Although only in place since June, 2004, it is now used to administer 95% of all medications and the hospital plans to use it in full implementation before the FDA ruling mandates use in 2007.
According to Health Leader's Magazine
, "Only about five percent of U.S. hospitals now routinely use such systems, according to industry consultants." The article further explains that pioneering hospitals -- those who have voluntarily adopted bar coding technology -- are reporting in excess of 85% success rates in avoiding medication errors.
The Justification
With FDA mandates, hospitals will be forced to comply to bar-coding requirements by 2007. With costs in the bar coding industry steadily falling, hospitals may be pleasantly surprised at the relatively low investment for the assuredly high return.
For example, when a patient is given the wrong medication, the results can be simple to correct and manage or they can be deadly. According to Steve Rough, director of pharmacy at the University of Wisconsin Hospital and Clinics in Madison -- currently involved in installing its own, in-house bar-coding system, the average cost to a hospital for medication errors, per patient is approximately $4,600.00 in follow-up care. He further reports, "If you avoid 100 errors, that's a $460,000 ROI for bar coding." Not a bad ROI when hospital administrations look at the output vs. income.
All the talk of cost, change, learning curves, and so on doesn't factor in the cost of lost lives.

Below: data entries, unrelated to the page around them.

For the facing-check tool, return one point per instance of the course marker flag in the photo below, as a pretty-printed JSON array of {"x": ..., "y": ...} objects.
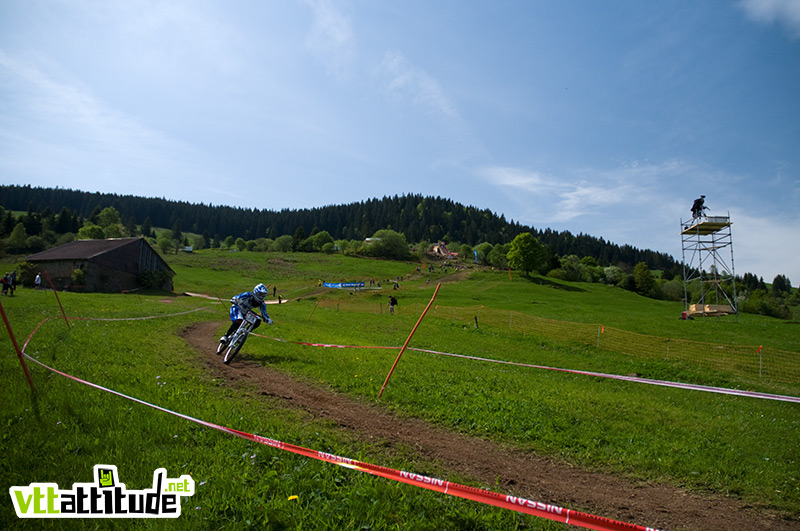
[{"x": 409, "y": 339}]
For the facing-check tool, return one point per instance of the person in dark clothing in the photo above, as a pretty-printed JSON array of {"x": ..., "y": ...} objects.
[{"x": 698, "y": 207}]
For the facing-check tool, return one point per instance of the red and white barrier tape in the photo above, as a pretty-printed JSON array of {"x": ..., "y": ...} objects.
[
  {"x": 514, "y": 503},
  {"x": 635, "y": 379}
]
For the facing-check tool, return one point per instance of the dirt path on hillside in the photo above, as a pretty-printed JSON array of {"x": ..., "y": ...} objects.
[{"x": 505, "y": 470}]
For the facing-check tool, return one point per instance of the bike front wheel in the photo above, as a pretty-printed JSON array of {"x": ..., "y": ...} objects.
[{"x": 234, "y": 348}]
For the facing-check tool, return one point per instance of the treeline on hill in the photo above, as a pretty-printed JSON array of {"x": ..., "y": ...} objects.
[{"x": 56, "y": 216}]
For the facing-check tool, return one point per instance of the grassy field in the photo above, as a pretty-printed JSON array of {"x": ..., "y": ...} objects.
[{"x": 740, "y": 447}]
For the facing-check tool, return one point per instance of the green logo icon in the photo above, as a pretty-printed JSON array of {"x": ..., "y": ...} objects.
[{"x": 105, "y": 478}]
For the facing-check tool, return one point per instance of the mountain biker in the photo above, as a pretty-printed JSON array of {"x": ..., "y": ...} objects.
[{"x": 244, "y": 302}]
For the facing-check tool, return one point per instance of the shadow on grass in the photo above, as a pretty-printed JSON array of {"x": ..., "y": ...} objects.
[{"x": 543, "y": 281}]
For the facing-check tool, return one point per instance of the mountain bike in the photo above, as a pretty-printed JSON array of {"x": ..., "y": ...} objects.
[{"x": 230, "y": 349}]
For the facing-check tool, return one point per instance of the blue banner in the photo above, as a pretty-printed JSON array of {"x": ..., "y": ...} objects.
[{"x": 341, "y": 285}]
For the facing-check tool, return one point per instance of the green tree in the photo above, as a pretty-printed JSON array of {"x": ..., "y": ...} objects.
[
  {"x": 147, "y": 228},
  {"x": 388, "y": 244},
  {"x": 35, "y": 244},
  {"x": 781, "y": 286},
  {"x": 165, "y": 244},
  {"x": 18, "y": 240},
  {"x": 497, "y": 256},
  {"x": 108, "y": 216},
  {"x": 90, "y": 231},
  {"x": 297, "y": 239},
  {"x": 113, "y": 231},
  {"x": 525, "y": 253},
  {"x": 283, "y": 244},
  {"x": 177, "y": 235}
]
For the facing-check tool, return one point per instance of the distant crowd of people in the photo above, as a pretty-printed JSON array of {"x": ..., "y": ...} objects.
[{"x": 10, "y": 282}]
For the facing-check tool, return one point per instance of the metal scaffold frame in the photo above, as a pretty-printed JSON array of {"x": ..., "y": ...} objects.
[{"x": 704, "y": 240}]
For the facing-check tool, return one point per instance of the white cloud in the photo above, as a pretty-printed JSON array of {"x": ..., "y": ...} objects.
[
  {"x": 70, "y": 132},
  {"x": 786, "y": 12},
  {"x": 406, "y": 82},
  {"x": 766, "y": 245},
  {"x": 331, "y": 37}
]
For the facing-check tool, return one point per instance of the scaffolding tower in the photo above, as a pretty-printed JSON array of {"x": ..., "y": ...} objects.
[{"x": 704, "y": 240}]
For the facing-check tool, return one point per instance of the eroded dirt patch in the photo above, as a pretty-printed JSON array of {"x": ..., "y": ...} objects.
[{"x": 518, "y": 473}]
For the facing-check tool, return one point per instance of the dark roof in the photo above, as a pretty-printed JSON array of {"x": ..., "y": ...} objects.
[{"x": 80, "y": 249}]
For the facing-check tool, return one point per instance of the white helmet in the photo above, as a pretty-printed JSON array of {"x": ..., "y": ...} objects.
[{"x": 260, "y": 292}]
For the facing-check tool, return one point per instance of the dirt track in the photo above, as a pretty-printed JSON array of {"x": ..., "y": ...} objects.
[{"x": 518, "y": 473}]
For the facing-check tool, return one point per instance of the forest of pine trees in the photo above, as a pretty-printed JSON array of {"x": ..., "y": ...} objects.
[{"x": 53, "y": 216}]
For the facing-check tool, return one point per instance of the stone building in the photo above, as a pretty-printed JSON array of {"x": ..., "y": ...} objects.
[{"x": 112, "y": 265}]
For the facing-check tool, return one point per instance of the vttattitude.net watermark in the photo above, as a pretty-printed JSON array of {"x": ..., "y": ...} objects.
[{"x": 105, "y": 498}]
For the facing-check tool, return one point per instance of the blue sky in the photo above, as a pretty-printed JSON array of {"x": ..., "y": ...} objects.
[{"x": 607, "y": 118}]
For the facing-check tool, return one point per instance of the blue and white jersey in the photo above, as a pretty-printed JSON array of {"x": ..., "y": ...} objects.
[{"x": 247, "y": 301}]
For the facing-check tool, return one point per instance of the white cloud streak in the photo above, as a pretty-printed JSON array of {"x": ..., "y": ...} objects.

In the 1999 issue of the Institute of Medicine of the National Academies, a report titled To Err is Human: Building a Safer Health System "lays out a comprehensive strategy by which government, health care providers, industry, and consumers can reduce preventable medical errors. Concluding that the know-how already exists to prevent many of these mistakes, the report sets as a minimum goal a 50% reduction in errors over the next five years."
In order to meet this goal, the committee seeks a balance between regulatory and fiscally-based processes, clearly delineating between professionals and organizational entities. Arguably, then, reform which only affects the margins of society is scant relief for the millions of people who die every decade from medical misjudgment and error or systemic fault.